Real food can provide similar benefits.
Intake should be personalized based on workout type and individual tolerance.
Food Sources:
Protein aids muscle mass and recovery.
Nutrients and micronutrients are crucial for energy.
Proper diet influences performance and reduces injury risk.
Proper Nutrition for Exercise:
Essential for energy, growth, healing, and overall function.
A balanced diet includes carbohydrates, proteins, fats, vitamins, and minerals.
Nutrients Overview
Types of Nutrients:
Water
Protein
Carbohydrates
Fats
Vitamins
Minerals
Importance of nourishment for growth and maintenance of bodily functions.

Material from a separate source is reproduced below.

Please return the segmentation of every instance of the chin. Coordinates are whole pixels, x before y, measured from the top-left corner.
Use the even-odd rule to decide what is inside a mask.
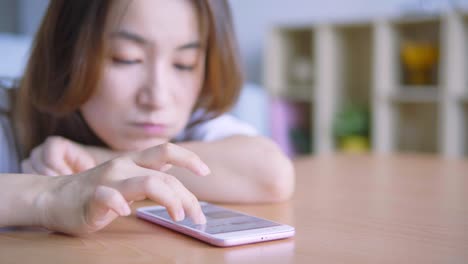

Macronutrients vs. Micronutrients
Macronutrients:
Large quantities required: carbohydrates, fats, proteins, water.
Micronutrients:
Needed in trace amounts: vitamins and minerals.
Eating Strategies
Before Exercise:
Suggestion to eat 3-4 hours prior, including carbohydrates, low-fat proteins, and hydration.
During Exercise:
Recommend consuming carbohydrates (30-60g/hour) for endurance if exercising for more than an hour.
Stay hydrated: drink water every 15-30 minutes.
After Exercise:
Critical to replenish glycogen; eat carbohydrates soon after exercise (1g carbohydrate/kg body weight).
Day-to-Day Nutrition
Consistent dietary consumption is crucial for performance and health.
Reference to the DOST and FNRI dietary guidelines.
Consequences of Poor Nutrition
Possible outcomes include:
Poor performance
Long recovery times
Immune system suppression
Weight changes due to improper dieting practices.
Eating Habits and Weight Control
Influences include culture, society, economic standing, and environment.
Weight management process:
Reflect on eating habits.
Replace unhealthy habits with healthy ones.
Reinforce new habits.
Fad Diets and Supplements
Fad Diets:
Aim for quick results with minimal effort, but often fail to promote long-term health.
Dietary Supplements:
Components like vitamins, minerals, and amino acids used for health maintenance.
Performance Task Guidelines
Group activity on healthy habits and video performance submission guidelines.
Collaboration and adherence to submission instructions are emphasized.
Evaluation Criteria for Performance Tasks
Assessment based on content clarity, organization, creativity, and adherence to directions.
Group collaboration is critical, with individual contributions reflected in overall group grade.